Riandri cracked a smile, “I am glad that the intel was good and that it saved your ships. We do our best to ensure what we have is credible. I will do everything I can to ensure your team and this ship has everything they need before any engagement, sadly though,” she said as the smile faded, “sometimes things are missed and lady luck doesn’t always play for our side.” 

Ming scowled slightly but nodded.  He added, “Sadly the latter seems to be the way the tides of war are shifting towards.   Collegues at Starfleet’s new Starfighter Command seem to be reporting some victories and increasing….setbacks.  I realize I am a lowly lieutanant in charge of a flight of five fighters total but I’d very much like the chance to figure out ways to turn the tides in favor of the Federation, Klingon Empire and, I can hardly believe I am saying this, the Romulans assuming they formally weigh in along side their fellow Alpha Quadrant residents.” 

Marcus’ severe annouance and frustration over the matter was something he wasn’t even bothering to hide.   He loved the Federation and sum of the best parts of it.  Even with the lukewarm aspects and handful of faults that he was well aware of seemed pale compared to some of what was out there beyond it’s borders.  He’d never been fond of fighting.  He’d learned early on, however, that it was a necessity sometimes and when it came time shying from it wasn’t quite in his nature.  He was wagering that the disclosures he’d just made would pay off.  He hoped that he was right. 

Riandri shared his frustration as she let out a sigh and leaned back in her chair, “I know what you mean. The future is daunting at the moment. As for the Romulans, only time will tell. From my experience with them you can only ever count on a Romulan doing what they feel is best for themselves…” She let that statement hand in the air for a moment. “I do believe they will see that they need to act soon. They have leaned that way in the past but the destruction of their fleet, well the Tal’shair’s fleet, seems to have changed that. Or there are some well-placed changelings within the Romulan military and senate,” she mused. 

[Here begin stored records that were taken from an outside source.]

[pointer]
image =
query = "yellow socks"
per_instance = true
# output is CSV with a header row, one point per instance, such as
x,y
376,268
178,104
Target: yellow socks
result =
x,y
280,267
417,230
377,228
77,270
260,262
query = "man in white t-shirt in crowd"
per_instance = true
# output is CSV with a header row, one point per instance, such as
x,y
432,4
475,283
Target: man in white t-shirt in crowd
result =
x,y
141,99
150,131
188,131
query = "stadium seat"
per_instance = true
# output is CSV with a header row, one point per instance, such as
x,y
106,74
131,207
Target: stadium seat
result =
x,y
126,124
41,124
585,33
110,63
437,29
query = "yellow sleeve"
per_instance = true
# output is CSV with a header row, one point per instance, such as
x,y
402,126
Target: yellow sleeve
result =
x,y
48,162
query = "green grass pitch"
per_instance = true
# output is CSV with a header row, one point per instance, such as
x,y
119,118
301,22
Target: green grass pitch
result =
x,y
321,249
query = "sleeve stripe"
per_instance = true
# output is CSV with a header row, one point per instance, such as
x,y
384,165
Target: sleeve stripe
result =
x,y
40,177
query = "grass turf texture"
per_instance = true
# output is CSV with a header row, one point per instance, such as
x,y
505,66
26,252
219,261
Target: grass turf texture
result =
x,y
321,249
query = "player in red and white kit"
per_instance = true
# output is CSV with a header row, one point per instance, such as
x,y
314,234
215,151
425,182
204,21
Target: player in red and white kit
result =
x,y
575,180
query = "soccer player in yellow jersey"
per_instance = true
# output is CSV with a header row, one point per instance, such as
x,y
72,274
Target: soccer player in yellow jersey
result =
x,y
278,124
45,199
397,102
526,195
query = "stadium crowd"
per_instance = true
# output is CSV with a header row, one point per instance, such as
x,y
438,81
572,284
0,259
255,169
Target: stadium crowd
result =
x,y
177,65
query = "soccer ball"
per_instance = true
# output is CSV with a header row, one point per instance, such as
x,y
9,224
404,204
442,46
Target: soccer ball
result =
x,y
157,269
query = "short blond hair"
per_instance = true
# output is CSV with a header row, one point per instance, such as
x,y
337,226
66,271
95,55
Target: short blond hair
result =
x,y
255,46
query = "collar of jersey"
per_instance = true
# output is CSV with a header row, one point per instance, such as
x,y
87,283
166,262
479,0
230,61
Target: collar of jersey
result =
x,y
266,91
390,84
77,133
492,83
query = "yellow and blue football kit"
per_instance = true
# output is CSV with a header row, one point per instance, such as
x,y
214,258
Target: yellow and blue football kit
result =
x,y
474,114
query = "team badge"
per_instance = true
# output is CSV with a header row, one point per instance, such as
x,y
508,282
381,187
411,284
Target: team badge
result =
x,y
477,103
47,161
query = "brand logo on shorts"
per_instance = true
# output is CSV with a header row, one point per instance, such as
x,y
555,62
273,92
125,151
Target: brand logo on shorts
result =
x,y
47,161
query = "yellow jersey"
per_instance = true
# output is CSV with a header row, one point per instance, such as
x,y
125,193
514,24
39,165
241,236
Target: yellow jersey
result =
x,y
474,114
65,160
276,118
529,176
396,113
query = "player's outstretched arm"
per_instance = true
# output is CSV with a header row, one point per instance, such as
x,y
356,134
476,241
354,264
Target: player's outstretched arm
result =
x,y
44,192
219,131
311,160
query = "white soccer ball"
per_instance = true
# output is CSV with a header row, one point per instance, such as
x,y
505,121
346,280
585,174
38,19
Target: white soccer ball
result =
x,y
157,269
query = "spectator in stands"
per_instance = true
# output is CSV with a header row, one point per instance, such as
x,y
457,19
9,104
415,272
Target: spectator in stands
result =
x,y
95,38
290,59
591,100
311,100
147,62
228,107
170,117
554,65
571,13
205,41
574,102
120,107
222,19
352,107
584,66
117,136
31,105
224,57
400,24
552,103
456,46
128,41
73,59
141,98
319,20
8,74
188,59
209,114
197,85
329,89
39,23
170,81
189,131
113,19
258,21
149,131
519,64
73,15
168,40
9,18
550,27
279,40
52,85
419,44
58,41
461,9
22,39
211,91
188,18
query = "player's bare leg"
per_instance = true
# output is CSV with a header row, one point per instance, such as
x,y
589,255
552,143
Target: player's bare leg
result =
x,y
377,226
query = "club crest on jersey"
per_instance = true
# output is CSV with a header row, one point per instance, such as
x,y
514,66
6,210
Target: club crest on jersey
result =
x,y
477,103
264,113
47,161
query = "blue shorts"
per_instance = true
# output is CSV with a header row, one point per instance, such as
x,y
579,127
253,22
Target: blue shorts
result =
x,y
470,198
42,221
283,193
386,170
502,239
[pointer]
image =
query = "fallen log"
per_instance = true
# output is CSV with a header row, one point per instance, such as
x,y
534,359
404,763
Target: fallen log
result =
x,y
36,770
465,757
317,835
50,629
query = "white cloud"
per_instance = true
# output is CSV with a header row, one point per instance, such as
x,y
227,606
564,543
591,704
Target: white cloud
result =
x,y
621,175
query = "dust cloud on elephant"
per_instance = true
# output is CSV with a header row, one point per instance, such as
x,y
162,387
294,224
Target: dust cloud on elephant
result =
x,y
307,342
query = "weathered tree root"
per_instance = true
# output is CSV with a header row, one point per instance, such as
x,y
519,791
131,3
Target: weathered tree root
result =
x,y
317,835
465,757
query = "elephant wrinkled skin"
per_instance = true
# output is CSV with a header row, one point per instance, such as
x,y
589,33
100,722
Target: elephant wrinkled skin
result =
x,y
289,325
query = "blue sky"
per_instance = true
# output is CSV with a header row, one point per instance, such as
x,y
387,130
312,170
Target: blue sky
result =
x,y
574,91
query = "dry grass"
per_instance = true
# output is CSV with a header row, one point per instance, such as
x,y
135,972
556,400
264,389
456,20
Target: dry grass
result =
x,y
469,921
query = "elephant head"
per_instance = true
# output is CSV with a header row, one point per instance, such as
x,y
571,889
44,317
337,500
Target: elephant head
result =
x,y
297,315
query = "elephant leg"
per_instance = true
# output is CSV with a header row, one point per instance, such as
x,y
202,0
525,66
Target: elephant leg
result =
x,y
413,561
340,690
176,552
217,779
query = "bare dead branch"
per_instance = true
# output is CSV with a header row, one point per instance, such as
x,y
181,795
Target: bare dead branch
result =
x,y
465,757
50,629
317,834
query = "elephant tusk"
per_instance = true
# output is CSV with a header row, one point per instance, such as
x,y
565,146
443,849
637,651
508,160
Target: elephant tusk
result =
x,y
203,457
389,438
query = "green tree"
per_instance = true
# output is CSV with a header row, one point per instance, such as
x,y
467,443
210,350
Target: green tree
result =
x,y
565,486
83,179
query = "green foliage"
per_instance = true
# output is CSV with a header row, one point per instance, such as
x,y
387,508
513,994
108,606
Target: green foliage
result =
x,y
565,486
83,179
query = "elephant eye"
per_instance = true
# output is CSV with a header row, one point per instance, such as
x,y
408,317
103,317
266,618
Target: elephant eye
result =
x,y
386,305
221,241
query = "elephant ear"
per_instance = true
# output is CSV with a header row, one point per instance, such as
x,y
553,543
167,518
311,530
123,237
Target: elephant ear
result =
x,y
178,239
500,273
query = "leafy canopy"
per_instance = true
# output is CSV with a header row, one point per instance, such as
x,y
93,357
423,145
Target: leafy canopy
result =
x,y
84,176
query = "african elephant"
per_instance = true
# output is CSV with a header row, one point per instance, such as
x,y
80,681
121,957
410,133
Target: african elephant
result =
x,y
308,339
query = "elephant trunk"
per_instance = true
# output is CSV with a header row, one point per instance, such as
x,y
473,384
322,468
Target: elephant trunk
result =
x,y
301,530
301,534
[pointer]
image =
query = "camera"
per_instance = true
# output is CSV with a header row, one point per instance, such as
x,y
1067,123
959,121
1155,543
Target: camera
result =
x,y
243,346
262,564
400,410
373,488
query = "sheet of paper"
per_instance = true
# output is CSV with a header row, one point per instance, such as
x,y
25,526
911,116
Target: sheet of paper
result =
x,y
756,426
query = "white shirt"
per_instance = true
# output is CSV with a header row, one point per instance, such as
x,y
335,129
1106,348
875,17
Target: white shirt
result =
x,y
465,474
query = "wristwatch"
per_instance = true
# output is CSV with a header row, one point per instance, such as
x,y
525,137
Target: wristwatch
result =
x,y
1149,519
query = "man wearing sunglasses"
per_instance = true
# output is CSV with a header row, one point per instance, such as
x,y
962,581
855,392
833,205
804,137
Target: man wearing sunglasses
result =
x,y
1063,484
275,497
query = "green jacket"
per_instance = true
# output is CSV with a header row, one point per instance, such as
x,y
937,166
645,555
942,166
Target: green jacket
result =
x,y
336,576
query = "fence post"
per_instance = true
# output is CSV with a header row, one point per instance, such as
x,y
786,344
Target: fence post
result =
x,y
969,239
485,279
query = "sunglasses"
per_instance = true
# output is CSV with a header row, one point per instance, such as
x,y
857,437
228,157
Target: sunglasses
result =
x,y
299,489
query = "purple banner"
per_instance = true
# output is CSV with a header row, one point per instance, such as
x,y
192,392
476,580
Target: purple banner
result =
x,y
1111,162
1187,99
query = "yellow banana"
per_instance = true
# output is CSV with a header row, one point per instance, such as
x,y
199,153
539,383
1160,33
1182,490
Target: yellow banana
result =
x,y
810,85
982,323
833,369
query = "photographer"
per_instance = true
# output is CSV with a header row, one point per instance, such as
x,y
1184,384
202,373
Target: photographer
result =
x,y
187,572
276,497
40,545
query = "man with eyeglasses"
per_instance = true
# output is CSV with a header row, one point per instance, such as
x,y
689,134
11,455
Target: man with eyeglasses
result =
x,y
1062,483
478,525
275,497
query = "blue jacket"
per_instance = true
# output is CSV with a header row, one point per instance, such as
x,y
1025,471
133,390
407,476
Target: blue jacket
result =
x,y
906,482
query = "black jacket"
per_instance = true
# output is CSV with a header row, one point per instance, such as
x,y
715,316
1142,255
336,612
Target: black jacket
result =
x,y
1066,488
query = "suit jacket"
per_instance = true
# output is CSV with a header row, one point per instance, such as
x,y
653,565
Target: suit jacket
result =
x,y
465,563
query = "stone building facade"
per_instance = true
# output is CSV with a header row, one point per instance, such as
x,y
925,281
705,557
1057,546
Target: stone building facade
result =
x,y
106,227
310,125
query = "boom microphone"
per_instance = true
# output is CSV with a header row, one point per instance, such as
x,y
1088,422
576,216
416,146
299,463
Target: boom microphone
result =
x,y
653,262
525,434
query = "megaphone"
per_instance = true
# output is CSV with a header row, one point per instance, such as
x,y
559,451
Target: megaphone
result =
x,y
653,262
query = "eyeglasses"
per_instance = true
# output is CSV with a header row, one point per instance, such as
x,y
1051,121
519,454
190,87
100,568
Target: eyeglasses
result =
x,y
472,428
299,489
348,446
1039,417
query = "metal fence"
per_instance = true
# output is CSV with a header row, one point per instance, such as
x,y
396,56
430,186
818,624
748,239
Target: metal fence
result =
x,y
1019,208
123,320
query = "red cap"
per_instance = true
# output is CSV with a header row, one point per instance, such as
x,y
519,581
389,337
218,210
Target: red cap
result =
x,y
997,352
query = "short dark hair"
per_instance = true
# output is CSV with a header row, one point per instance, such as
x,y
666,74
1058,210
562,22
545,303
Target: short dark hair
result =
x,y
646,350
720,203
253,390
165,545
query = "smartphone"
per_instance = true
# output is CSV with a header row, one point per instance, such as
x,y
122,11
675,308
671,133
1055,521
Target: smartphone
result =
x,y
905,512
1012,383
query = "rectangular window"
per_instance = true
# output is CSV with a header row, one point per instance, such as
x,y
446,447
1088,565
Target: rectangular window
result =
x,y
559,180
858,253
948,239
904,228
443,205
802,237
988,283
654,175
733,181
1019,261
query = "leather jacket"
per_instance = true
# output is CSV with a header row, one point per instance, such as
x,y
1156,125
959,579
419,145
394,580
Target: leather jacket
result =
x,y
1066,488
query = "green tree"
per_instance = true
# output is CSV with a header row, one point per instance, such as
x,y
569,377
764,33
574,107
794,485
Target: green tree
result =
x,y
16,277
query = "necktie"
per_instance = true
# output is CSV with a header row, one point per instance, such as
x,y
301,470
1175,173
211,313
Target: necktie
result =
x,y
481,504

Ming listened as the ship’s intelligence officer spoke.  Once she finished he mulled over what she had said and his violet eyes all but sparkled.  He said, “I have seen some rather wild things during my life.  Improbable things to put things mildly.  From what I have learned over the years I can’t say that you’re wrong about the Romulans.  The Rihansu, as they like to call themselves, tend to look out for themselves first as a rule and cloak & dagger is a sport to many of them.” 

Ming took a second pause to form his next words.  He added, “Something like that last scenerio would be most likely do the trick.  If Starfleet happened to maybe help the Romulans discover such a thing….I strongly suspect it’d help things along quite nicely.  That would be amazing albeit improbable though wouldn’t it?”  

Riandri couldn’t hide the smile at the statement, “I cannot say that I know of anything along those lines but I would not be surprised if it is something that is being investigated.” She shrugged slightly, “Time will tell.” As she spoke her computer chimed and she glanced at it, “I hate to cut this short but I have a debriefing I need to attend. If you ever need to chat feel free to drop by Marcus.”

Marcus David Ming fixed Riandri with a slight smile that mixed cordiatlity and a certain slyness.  He said, “Aye….Time can tell for sure.  I’ll look forward to our next conversation.  In the meantime I’d say don’t get into trouble however think simply saying ‘don’t get caught’ might be more fitting.” 

Riandri laughed at that comment and smiled, “I will see what I can do about that.” She stood, “Be safe and we will speak soon.”

“See you soon then,” Ming said maintaining the same smile.  He nodded cordially then turned to leave this office and back to his.  The war just got a hair more interesting and he liked it.  


  • Ming gives us a personal look at how the fighter pilots, people so much closer to enemy fire than most, are handling the realities of what they face, and Riandri speaks with a competence and degree of experience that makes her perspective compelling. A great post between two officers trying to navigate the situation!